Mark Johnson
Few topics re-occur more frequently, wherever XML developers
congregate, than the attributes versus elements debate. The more
experience you have of developing XML systems, the murkier the waters
surrounding this question. The innocent sounding question can, and
does, spark off debates that touch everything from pragmatism to
epistemology to mereology and back again.
Most developers start out by thinking that having both elements and
attributes is useful and, furthermore, that situations best suited to
one of the other are sort of, well, obvious. This is about the time
that "rules of thumb" force their way into your head such as "if it
appears on the printed page, then it should be an element, otherwise an
attribute"; or, "if it has a fixed number of atomic values, then use an
attribute, otherwise use an element" and so on.
As you get more familiar with XML, the distinction between an element
and an attribute becomes more slippery. Attributes cannot contain
markup and are thus guaranteed to be atomic, whether this is either
good or bad depends on your point of view. Elements are flexible and
hierarchical and can have zero or more textual elements in them. Again,
either good or bad depending on how you look at it.
Somewhere along the line, it occurs to you that attributes and elements
are often interchangeable:
<invoice id = "1234">
...
</invoice>
Can be written as:
<invoice>
<id>1234</id>
...
</invoice>
For a while perhaps, you start using elements exclusively and only
hoisting content up into attributes if it is required by some specific
program or process. You develop a taste for modern schema languages
that blur the distinction between elements and attributes almost to the
point of disappearance. For example, the RelaxNG schema languages allow
elements and attributes to be used practically interchangeably because
the structure of constraint expressions stays largely the same syntax.
For example:
<element name = "invoice">
<element name = "id">
<text/>
</element>
</element>
Is trivially changed to:
<element name = "invoice">
<attribute name = "id">
<text/>
</attribute>
</element>
Then you start thinking about all the cool stuff you can express in
RelaxNG that cannot be expressed in, say, DTDs and conclude,
conclusively, that attributes are more trouble then they are worth....
Then one day an epistemologist rains on your parade by
pronouncing "attributes are the essence of markup". You see this:
<invoice id = "1234">
...
</invoice>
Is really syntactic sugar for this:
<tag type = "invoice" id = "1234">
...
</tag>
Arrggghhh!
In this model, there is only one tag! -- an UBER-tag with an attribute
called "type" that is used to hold tag names. Most annoyingly, the
scheme works too.
So much for the simple relationship between attributes and elements.
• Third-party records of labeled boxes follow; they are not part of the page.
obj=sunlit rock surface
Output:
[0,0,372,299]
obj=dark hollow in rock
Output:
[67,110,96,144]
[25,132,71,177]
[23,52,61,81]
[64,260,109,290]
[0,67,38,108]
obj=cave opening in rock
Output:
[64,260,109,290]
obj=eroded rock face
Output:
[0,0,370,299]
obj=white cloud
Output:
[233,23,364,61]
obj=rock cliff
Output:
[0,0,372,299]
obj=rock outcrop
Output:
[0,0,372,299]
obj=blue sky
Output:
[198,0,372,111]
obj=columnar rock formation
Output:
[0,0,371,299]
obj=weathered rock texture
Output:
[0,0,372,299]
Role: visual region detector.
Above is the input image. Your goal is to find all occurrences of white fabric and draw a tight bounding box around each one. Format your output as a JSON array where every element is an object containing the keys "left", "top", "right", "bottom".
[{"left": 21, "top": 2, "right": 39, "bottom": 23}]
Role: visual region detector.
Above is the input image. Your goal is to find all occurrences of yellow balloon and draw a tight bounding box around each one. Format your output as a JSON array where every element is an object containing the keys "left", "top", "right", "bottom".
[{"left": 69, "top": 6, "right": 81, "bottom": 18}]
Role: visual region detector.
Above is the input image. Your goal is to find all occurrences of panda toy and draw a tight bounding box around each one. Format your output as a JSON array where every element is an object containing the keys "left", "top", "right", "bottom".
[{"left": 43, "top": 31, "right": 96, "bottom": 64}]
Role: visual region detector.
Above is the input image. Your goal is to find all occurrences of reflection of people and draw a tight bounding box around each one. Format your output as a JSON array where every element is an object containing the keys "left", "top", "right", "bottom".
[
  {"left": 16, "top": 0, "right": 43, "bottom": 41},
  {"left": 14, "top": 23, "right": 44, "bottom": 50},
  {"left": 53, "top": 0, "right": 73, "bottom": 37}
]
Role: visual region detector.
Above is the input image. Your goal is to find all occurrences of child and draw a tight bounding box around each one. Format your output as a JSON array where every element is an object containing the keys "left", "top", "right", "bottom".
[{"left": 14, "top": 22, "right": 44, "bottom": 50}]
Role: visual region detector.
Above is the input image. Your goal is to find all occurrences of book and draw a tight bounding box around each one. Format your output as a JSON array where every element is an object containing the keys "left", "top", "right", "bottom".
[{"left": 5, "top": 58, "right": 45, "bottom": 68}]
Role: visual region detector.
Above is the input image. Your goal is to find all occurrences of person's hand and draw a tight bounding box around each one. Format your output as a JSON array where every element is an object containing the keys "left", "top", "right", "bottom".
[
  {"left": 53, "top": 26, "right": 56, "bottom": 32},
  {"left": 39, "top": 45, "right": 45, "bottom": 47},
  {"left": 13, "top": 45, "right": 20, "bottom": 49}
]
Just think, in some parallel universe the world has been conquered by
HTML. In their HTML version 4.0, a new tag was added in 1998
called "tag". It has an attribute "type" that can hold any name you
like: "invoice", "pullquote", etc.... User groups have hailed this
break through in HTML that allows industry vocabularies to be cleanly
added to the HTML tag set. HTML Supersets such as ebHTML and NewsHTML
are taking that world by storm....
I wonder, do they use entities?